Loan taken by a partner on the security of joint life policy

A/c entries 756 views 2 replies

Read, write and Add are partners. P&L Sharing Ratio: 4:2:3

In their Balance sheet, there is Joint Life Policy in Asset Side and
Joint Life Policy Reserve in the Liability Side.

In additional info:

a. Add had taken a loan from insurers for Rs5,000 on the security of Joint Life Policy.

The policy was surrendered and insurers paid a sum of Rs10,200 after deducting Rs5,000 for. Add's loan and Rs300 as interest thereon.

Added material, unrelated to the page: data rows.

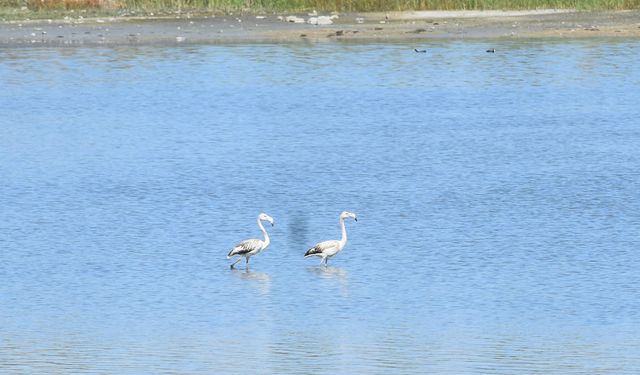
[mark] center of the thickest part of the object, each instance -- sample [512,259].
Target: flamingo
[249,248]
[327,249]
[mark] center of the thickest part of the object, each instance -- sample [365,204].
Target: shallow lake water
[498,202]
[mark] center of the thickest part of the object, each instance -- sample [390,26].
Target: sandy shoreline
[354,27]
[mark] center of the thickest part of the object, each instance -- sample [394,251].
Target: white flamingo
[327,249]
[249,248]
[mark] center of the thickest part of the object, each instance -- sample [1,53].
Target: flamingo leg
[234,263]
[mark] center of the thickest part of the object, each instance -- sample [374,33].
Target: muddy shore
[185,29]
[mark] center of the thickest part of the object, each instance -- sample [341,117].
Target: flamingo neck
[343,240]
[267,241]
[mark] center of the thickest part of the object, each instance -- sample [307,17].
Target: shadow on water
[259,280]
[333,274]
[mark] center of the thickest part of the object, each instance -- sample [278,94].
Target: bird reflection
[335,274]
[259,280]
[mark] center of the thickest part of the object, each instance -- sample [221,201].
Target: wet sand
[417,26]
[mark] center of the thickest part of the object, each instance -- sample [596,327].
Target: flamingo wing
[322,247]
[245,247]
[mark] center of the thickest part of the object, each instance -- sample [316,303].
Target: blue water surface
[498,202]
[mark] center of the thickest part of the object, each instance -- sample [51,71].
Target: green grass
[34,8]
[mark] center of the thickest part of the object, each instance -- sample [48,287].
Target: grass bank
[51,8]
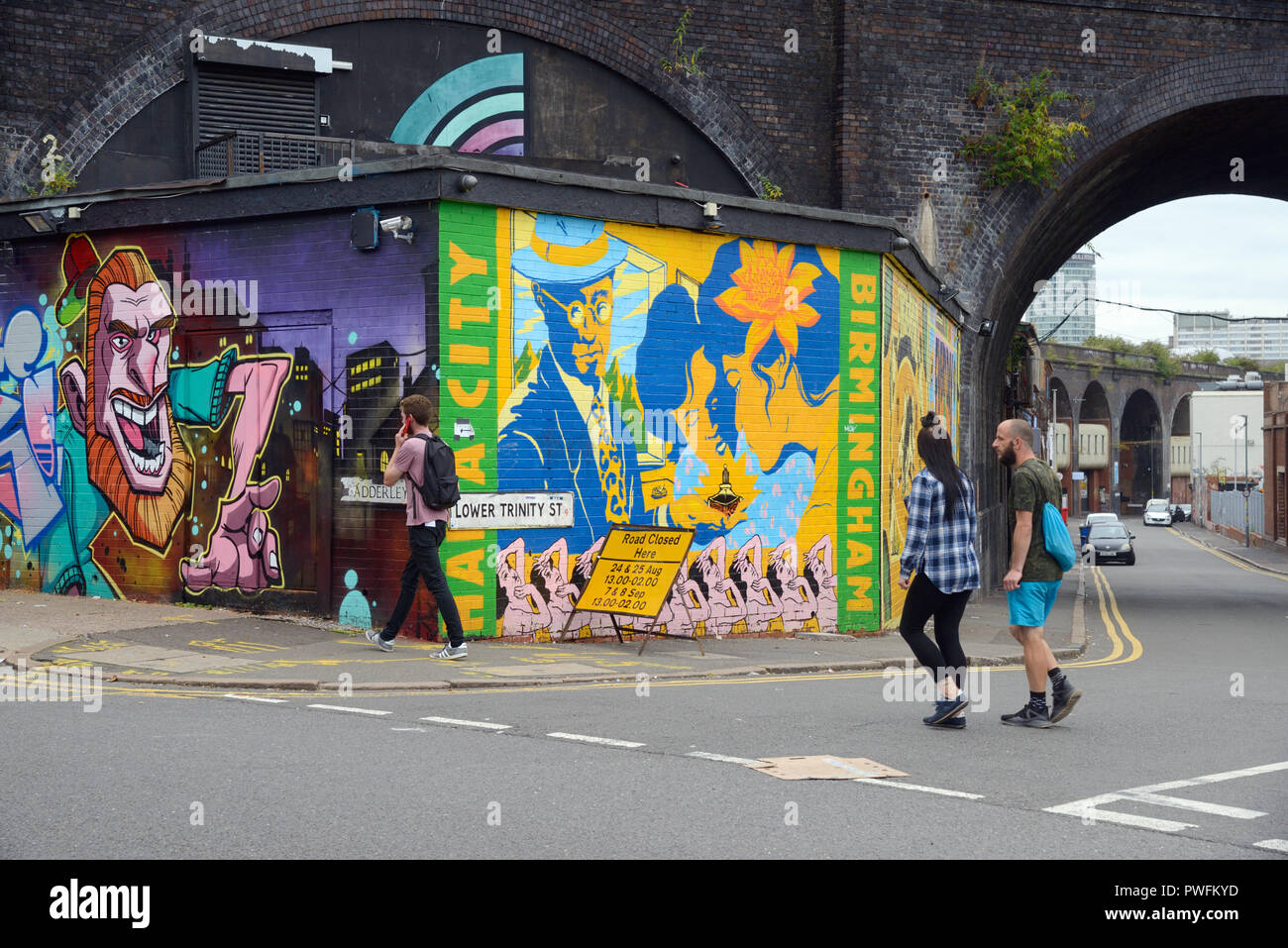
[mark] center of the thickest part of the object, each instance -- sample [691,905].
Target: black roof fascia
[438,176]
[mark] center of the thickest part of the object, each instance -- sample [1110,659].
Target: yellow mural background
[921,371]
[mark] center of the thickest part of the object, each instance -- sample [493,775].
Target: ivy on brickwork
[1028,143]
[682,60]
[60,184]
[1163,363]
[769,191]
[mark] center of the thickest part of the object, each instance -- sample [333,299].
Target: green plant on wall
[1028,143]
[60,184]
[682,60]
[769,191]
[1018,353]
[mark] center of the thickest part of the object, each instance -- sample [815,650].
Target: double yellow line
[1120,633]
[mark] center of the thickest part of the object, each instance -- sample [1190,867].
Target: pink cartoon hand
[241,552]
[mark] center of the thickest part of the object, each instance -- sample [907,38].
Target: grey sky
[1207,254]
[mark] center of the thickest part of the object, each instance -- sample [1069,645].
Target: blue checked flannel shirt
[941,549]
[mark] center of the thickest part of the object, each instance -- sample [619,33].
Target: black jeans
[923,600]
[424,562]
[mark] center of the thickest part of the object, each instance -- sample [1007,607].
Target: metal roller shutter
[259,104]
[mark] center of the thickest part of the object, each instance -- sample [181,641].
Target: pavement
[187,646]
[1273,558]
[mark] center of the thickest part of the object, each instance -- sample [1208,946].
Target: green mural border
[468,377]
[859,442]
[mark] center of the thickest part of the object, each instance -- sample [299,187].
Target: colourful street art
[921,372]
[206,415]
[477,107]
[104,442]
[658,377]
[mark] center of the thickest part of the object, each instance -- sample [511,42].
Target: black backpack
[438,485]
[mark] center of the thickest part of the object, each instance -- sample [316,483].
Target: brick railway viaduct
[867,116]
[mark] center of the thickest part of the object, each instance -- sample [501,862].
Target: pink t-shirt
[410,459]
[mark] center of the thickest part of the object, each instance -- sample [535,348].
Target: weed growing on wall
[769,191]
[682,60]
[1028,143]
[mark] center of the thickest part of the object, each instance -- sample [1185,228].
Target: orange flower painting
[769,291]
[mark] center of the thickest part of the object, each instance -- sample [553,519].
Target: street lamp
[1247,484]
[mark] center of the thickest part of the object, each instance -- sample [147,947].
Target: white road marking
[721,758]
[1214,779]
[488,725]
[888,782]
[1089,809]
[590,740]
[266,700]
[351,710]
[1086,810]
[1197,805]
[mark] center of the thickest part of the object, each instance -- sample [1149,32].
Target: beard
[149,517]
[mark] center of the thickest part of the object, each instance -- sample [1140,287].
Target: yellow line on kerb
[1232,561]
[1106,594]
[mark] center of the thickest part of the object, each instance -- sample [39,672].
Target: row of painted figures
[707,599]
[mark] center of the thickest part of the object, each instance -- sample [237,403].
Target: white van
[1158,510]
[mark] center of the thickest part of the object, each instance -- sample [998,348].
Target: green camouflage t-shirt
[1033,484]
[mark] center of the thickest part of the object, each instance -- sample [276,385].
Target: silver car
[1158,511]
[1112,543]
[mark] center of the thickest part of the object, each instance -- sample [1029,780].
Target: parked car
[1091,520]
[1112,543]
[1158,511]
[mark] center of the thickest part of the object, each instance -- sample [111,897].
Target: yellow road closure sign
[635,570]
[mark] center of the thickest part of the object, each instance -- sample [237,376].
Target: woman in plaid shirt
[939,548]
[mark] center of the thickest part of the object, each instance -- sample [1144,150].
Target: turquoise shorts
[1031,603]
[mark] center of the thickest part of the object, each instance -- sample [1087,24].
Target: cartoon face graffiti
[132,350]
[120,401]
[580,321]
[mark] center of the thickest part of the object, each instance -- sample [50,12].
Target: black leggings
[923,600]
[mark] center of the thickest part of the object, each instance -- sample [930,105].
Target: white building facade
[1069,292]
[1254,338]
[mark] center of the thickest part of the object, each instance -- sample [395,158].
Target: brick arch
[1146,147]
[155,64]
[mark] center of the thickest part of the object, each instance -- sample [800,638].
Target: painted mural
[98,415]
[657,377]
[206,414]
[477,107]
[921,372]
[175,407]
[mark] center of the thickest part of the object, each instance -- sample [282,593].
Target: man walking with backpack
[1034,576]
[426,526]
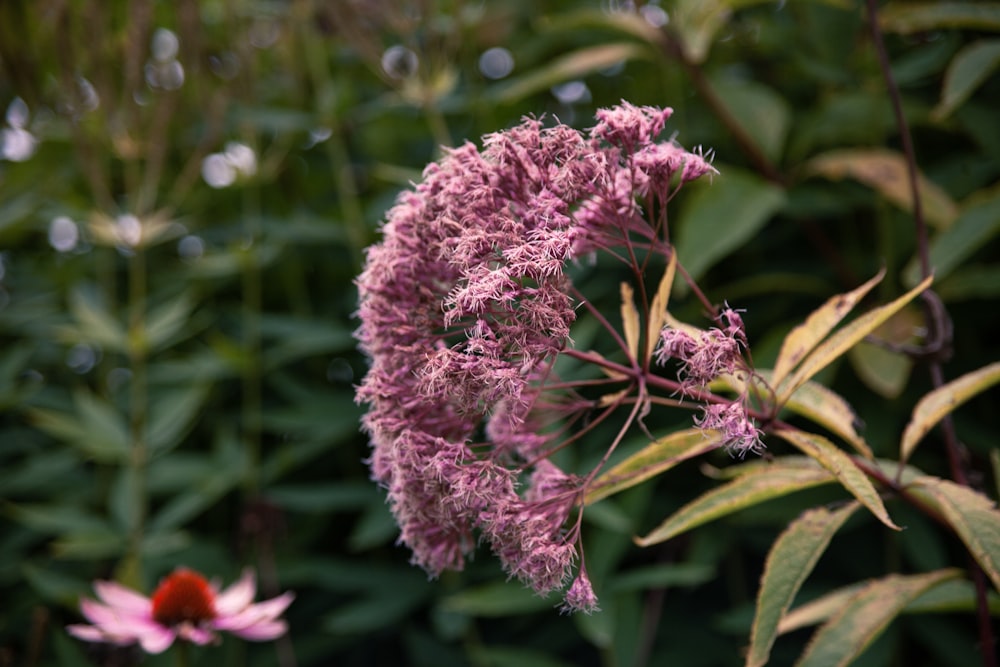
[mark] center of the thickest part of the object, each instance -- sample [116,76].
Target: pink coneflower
[184,606]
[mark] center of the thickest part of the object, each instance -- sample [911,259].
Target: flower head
[464,307]
[739,432]
[184,606]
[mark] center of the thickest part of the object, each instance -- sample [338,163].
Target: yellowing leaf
[934,406]
[820,405]
[658,308]
[953,595]
[655,458]
[763,483]
[801,340]
[818,610]
[844,339]
[866,614]
[971,515]
[842,467]
[885,171]
[630,320]
[792,557]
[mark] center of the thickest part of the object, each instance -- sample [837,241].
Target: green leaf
[53,585]
[104,427]
[908,18]
[503,656]
[89,544]
[970,68]
[697,22]
[842,467]
[662,575]
[954,595]
[97,429]
[165,323]
[886,371]
[653,459]
[94,323]
[629,23]
[939,403]
[386,608]
[973,516]
[496,599]
[978,223]
[56,519]
[566,68]
[721,217]
[792,557]
[970,281]
[843,340]
[886,172]
[762,113]
[801,340]
[774,480]
[173,414]
[856,625]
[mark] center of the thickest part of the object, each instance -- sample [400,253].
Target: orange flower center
[183,596]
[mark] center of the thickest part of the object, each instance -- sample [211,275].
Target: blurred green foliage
[185,198]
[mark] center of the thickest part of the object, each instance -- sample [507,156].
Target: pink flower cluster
[703,358]
[464,305]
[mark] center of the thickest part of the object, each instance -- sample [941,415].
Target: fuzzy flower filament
[464,306]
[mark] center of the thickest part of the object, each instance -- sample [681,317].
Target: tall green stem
[252,304]
[138,400]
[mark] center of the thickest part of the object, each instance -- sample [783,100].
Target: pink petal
[195,634]
[262,632]
[158,640]
[89,633]
[238,596]
[123,599]
[262,612]
[99,614]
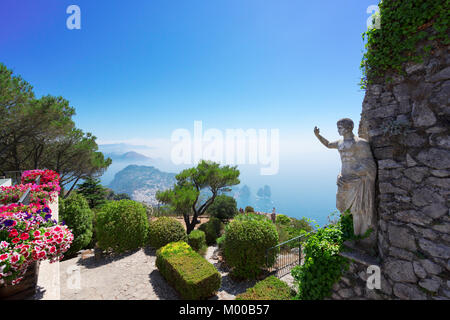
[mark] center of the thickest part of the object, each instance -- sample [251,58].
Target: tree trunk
[71,188]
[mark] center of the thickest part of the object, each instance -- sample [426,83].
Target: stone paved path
[130,276]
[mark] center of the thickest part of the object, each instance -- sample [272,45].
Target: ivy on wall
[402,25]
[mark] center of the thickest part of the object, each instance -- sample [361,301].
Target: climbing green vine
[403,24]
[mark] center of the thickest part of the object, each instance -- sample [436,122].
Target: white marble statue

What is the accounting treatment in respect of the above details.
[From CA IPCC Adv Accounts Practise Manual Page no.3.7 Question no.3]

Replies (2)

What we usually do, in case of surrender of JLP, we distribute the amount of jlp reserve (e.g.rs12400) in the partners' profit sharing ratio (psr), as benefit of rs2600(15000-12400) had already been given to partners.
In this case, as the amount of rs500 (10200+5000+300-15000) is received more than what was appearing in the balance sheet (i.e.15000).  Now the total benefit of rs12900 (i.e. 12400+500) will be distributable among the partners in their psr. Rs5300 will be treated as the partner's Add drawings and will be debited to his capital account.

Usually, the entries in this case will be:
1)Bank a/c dr. 10200
Add's Drawings a/c dr. 5300
To jlp a/c 15500

2) jlp reserve a/c dr. 12400
Jlp a/c dr. 500
To partners'capital a/c (in their psr) 12900

3) Add's capital dr. 5300
To Add's drawings a/c 5300

However, in response to your question (IPC G2 PM), the amount of rs 12900 will be first credited to realisation account and thereafter the profit of realisation will be distributed among partners in their old psr.

Hello mam. 

What will be the entry when the partner takes loan on the security of JLP with the insurer?